SNP-select help

SNP-select description

The main concept of the ANNOVAR-like program SNP-select, as well, in fact, as ANNOVAR itself (see http://www.openbioinformatics.org/annovar/), is a stepwise filtering of input mutation set to discriminate those hardly determine a certain hereditary disease or any other "mutational" feature. User can specify the set of filtering steps.

The SNP-select program reads input files where the every line corresponds to a single mutation per genome, including single and/or block substitutions, insertions or deletions. The first 5 values in a line, tab-separated, represent a chromosomal index (may contain 'chr' prior to index), starting and ending positions for mutation, reference and alternative nucleotides. It is allowed to insert additional columns to line that will be output without changes in output files. '0' is specified for indication of a reference nucleotide, if it is unknown. Insertions/deletions can be represented by the '-' symbol for indication of missing nucleotides. The Table 1 represents a number of examples.

Table 1. Example of an input file with five genetic variants.
Chromosome Start End Ref Obs Comments
16 49303427 49303427 C T R702W (NOD2)
16 49321279 49321279 - C c.3016_3017insC (NOD2)
13 19661685 19661685 G - 35delG (GJB2)
1 105293754 105293754 0 ATAAA Block substitution
1 13133880 13133881 TC - 2-bp deletion (rs59770105)

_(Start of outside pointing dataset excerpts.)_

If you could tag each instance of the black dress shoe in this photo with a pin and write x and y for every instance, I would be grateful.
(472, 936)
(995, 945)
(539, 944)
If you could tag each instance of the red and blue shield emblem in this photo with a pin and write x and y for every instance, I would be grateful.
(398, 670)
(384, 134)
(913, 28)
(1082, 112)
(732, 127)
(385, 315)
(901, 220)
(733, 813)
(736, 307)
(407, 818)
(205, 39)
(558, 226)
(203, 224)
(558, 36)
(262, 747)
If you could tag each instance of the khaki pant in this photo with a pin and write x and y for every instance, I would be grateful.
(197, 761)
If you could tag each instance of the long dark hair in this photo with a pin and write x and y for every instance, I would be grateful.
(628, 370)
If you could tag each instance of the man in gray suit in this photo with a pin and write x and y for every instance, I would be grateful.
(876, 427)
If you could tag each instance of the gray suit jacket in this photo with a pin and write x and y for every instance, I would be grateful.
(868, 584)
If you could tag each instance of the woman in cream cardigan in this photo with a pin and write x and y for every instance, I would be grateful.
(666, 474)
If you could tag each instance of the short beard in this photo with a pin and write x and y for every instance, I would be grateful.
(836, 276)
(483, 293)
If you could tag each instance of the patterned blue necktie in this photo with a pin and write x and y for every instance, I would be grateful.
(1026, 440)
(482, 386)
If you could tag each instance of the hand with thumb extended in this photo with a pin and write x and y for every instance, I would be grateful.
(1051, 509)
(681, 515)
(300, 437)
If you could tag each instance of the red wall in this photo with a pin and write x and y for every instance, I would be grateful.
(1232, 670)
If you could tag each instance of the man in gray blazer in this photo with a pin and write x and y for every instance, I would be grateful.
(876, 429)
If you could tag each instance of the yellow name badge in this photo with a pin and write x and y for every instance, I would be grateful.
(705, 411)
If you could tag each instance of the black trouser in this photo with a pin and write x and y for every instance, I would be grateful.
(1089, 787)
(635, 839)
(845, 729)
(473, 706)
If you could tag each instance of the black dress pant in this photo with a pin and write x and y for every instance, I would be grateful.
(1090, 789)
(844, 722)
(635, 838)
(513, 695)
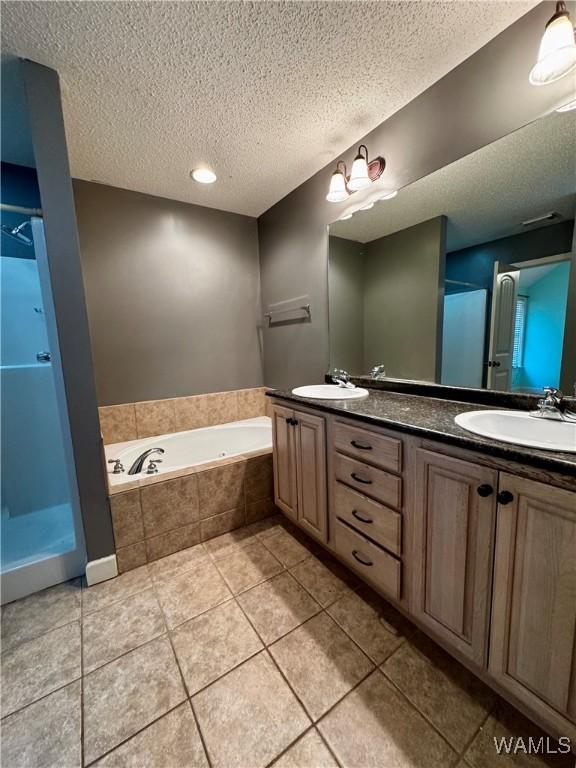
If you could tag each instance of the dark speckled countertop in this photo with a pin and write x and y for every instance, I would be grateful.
(434, 418)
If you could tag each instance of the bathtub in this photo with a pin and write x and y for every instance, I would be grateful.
(186, 451)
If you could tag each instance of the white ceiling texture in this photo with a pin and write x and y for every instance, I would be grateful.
(266, 93)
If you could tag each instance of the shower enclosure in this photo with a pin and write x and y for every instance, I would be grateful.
(41, 533)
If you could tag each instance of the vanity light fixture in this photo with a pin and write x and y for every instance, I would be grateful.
(338, 192)
(557, 53)
(359, 178)
(364, 173)
(203, 175)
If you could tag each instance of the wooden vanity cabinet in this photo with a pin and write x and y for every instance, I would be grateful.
(533, 636)
(299, 445)
(454, 517)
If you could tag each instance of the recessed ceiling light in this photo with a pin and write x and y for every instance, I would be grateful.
(203, 175)
(567, 107)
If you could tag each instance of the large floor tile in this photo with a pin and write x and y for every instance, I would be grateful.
(363, 622)
(308, 752)
(214, 643)
(46, 734)
(107, 592)
(222, 546)
(453, 699)
(40, 666)
(247, 567)
(120, 628)
(286, 548)
(374, 726)
(171, 742)
(39, 613)
(191, 594)
(505, 722)
(180, 562)
(249, 716)
(277, 606)
(322, 583)
(128, 694)
(321, 663)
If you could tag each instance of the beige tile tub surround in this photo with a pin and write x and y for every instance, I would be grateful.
(157, 520)
(130, 421)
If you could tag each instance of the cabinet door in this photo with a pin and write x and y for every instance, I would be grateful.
(533, 637)
(311, 462)
(284, 442)
(454, 518)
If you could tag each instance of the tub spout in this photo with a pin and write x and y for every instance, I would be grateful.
(139, 463)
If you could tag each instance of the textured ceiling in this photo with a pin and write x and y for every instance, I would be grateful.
(266, 93)
(487, 194)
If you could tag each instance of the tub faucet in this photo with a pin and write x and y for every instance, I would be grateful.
(551, 406)
(139, 463)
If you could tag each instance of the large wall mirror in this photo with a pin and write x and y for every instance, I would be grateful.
(466, 277)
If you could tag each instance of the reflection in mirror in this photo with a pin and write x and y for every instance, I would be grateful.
(467, 277)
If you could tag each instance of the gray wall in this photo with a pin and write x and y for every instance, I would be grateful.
(173, 295)
(49, 141)
(346, 305)
(488, 96)
(404, 300)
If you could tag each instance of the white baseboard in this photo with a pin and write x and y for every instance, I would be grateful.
(101, 570)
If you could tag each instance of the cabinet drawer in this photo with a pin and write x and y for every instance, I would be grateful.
(367, 516)
(368, 559)
(369, 480)
(382, 451)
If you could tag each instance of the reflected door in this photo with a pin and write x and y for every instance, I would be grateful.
(504, 296)
(42, 538)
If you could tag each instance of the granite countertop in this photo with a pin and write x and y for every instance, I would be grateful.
(434, 418)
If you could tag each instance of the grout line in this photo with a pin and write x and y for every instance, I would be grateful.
(422, 715)
(188, 698)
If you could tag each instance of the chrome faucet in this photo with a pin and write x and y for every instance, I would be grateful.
(139, 463)
(378, 372)
(342, 378)
(551, 406)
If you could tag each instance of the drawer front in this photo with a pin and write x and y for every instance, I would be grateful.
(382, 451)
(373, 482)
(367, 516)
(368, 560)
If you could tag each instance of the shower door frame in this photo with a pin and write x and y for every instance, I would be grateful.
(32, 577)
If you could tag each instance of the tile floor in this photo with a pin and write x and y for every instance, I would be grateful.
(253, 649)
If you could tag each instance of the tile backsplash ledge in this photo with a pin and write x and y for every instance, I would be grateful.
(148, 418)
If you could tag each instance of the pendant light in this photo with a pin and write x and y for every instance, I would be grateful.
(359, 178)
(557, 54)
(338, 192)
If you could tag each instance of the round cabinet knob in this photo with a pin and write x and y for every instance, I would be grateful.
(484, 490)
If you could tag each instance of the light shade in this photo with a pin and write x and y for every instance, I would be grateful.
(359, 178)
(557, 54)
(337, 192)
(203, 175)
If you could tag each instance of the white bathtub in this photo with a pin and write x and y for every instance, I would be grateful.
(184, 450)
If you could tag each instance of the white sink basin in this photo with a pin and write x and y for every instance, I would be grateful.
(330, 392)
(520, 428)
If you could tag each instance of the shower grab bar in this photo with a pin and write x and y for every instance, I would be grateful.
(20, 209)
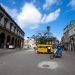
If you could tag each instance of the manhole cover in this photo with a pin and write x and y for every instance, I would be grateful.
(46, 65)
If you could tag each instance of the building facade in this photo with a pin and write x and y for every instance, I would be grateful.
(68, 39)
(10, 32)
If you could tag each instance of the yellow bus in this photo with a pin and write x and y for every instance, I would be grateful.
(43, 48)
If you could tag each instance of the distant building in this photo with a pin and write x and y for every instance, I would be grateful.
(10, 32)
(68, 39)
(30, 42)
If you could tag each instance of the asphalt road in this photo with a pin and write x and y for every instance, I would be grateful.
(28, 62)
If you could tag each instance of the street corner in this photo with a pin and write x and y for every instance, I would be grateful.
(48, 65)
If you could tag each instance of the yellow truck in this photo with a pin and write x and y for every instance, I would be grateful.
(44, 48)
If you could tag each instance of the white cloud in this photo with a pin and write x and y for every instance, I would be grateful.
(12, 12)
(52, 16)
(29, 16)
(48, 4)
(72, 3)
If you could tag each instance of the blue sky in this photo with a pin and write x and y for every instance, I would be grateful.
(35, 15)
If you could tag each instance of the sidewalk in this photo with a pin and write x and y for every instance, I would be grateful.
(8, 51)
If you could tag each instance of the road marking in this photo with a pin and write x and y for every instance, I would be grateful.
(48, 65)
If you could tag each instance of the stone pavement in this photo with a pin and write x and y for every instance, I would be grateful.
(8, 51)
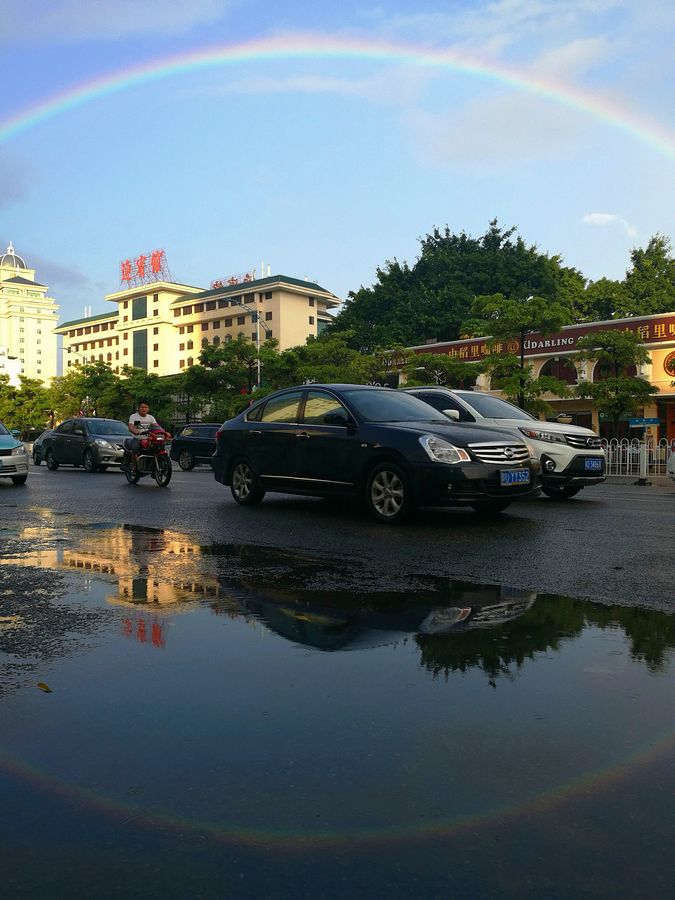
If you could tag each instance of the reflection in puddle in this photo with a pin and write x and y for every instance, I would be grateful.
(220, 721)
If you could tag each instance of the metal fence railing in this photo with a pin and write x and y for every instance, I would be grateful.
(623, 456)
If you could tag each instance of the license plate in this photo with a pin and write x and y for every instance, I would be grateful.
(514, 476)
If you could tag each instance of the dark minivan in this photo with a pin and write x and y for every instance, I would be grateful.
(193, 444)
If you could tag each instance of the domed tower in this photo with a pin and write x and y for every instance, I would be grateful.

To estimate variants in regard to their functional effects, SNP-select utilizes a number of databases that are preliminary loaded and checked (Table 2). Some filters, by user discretion, can be omitted. Every variant (mutation) is being compared to content of databases selected as filters, and, on hit particular genome regions or on exceeding an user-specified score threshold, is being discriminated.

At every step, in the folder, that is specified in initialization file, the files 'step_i' and 'step_i.dropped' with "passed through the filter" and "dropped" at i-th step mutations. The last value in tab-delimited line of mutation contains the commentary on a feature of current filter. As a rule, it's a score value. For the first filter - genomic annotation - it is a reference to mutation localization: exonic or splicing for accepted mutations, and noncoding_exonic, intronic, 3-prim noncoding, 5-prim noncoding, intergenic for filtered, as well as '-' for those discriminated mutations that were not found in annotations DB (located outside the annotated part of a genome).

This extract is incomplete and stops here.